Van’da, sokak aralarında satılan gıda ürünleri insan sağlığına zarar verebiliyor. Piyasanın altında satılan ürünler vatandaşı cezbederken, nerede üretildiği bilinmeyen ve son tüketim tarihleri olmayan ürünler sağlığı tehdit ediyor.
Van’da, yaz kış tezgâhlarda çeşitli gıda ürünleri satılıyor. Genellikle üstü açık, ambalajı olmayan ve hijyen kurallarına uymadan satılan gıdalar, uygun fiyattan satıldığı için tercih ediliyor. Ancak bu ürünler insan sağlığına çok ciddi zararlar verebiliyor.

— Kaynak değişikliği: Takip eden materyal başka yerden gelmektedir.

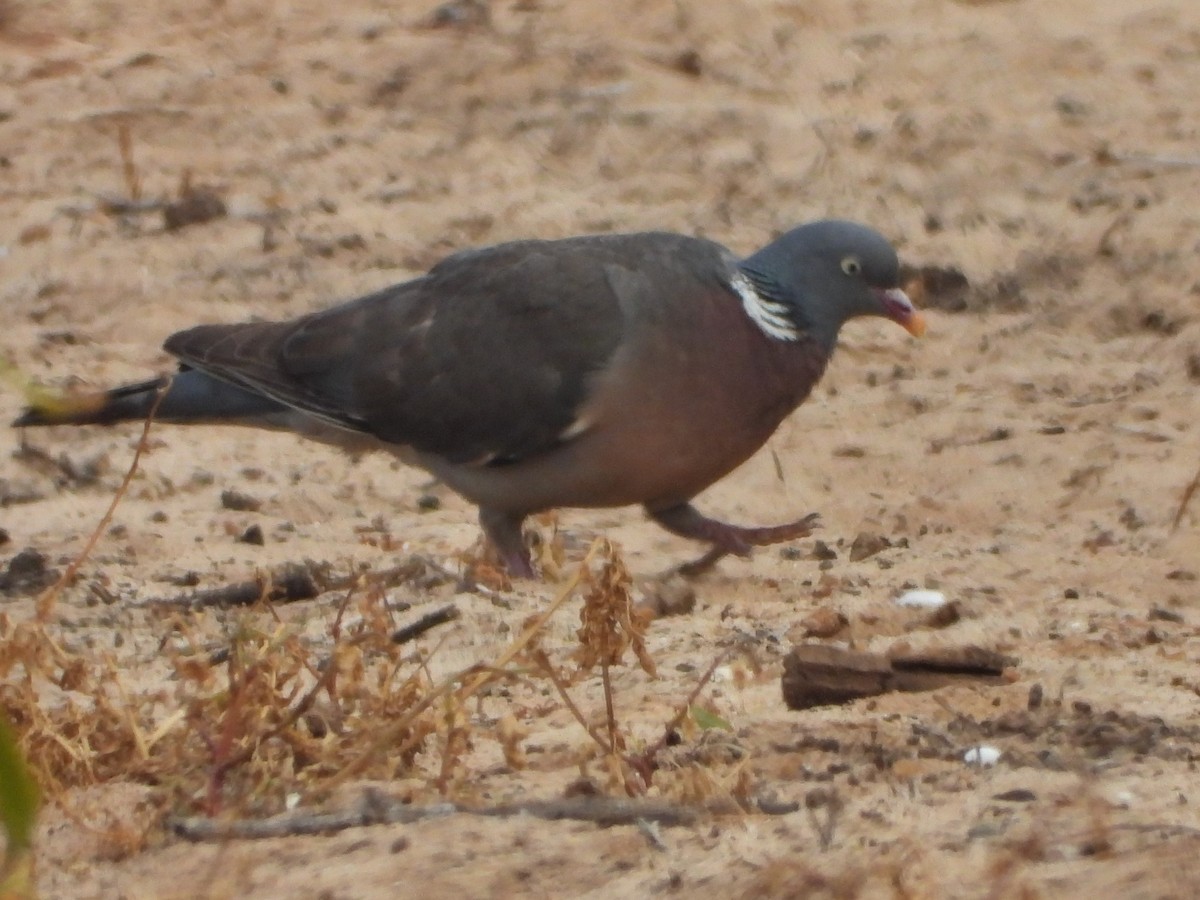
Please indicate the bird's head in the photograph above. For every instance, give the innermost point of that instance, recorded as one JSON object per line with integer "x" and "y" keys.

Van esnafına da zarar veren seyyar satılar; vergi vermeden, kira ödemeden ve herhangi bir istihdam sağlamadan sadece kazanç elde ediyorlar. Yapılan şikâyetlerden dolayı ara sıra uyarılan ve tezgâhları toplatılan seyyar satıcılara yönelik denetimler yetersiz kalıyor.
Seyyar satıcıların açık alanda sattığı ürünlerin insan sağlığına zarar verebildiğine dikkat çeken uzmanlar, son tüketim tarihi olmayan, nerede üretildiği belli olmayan ve ambalajsız ürünlerin kesinlikle satın alınıp tüketilmemesi gerektiği söylüyor.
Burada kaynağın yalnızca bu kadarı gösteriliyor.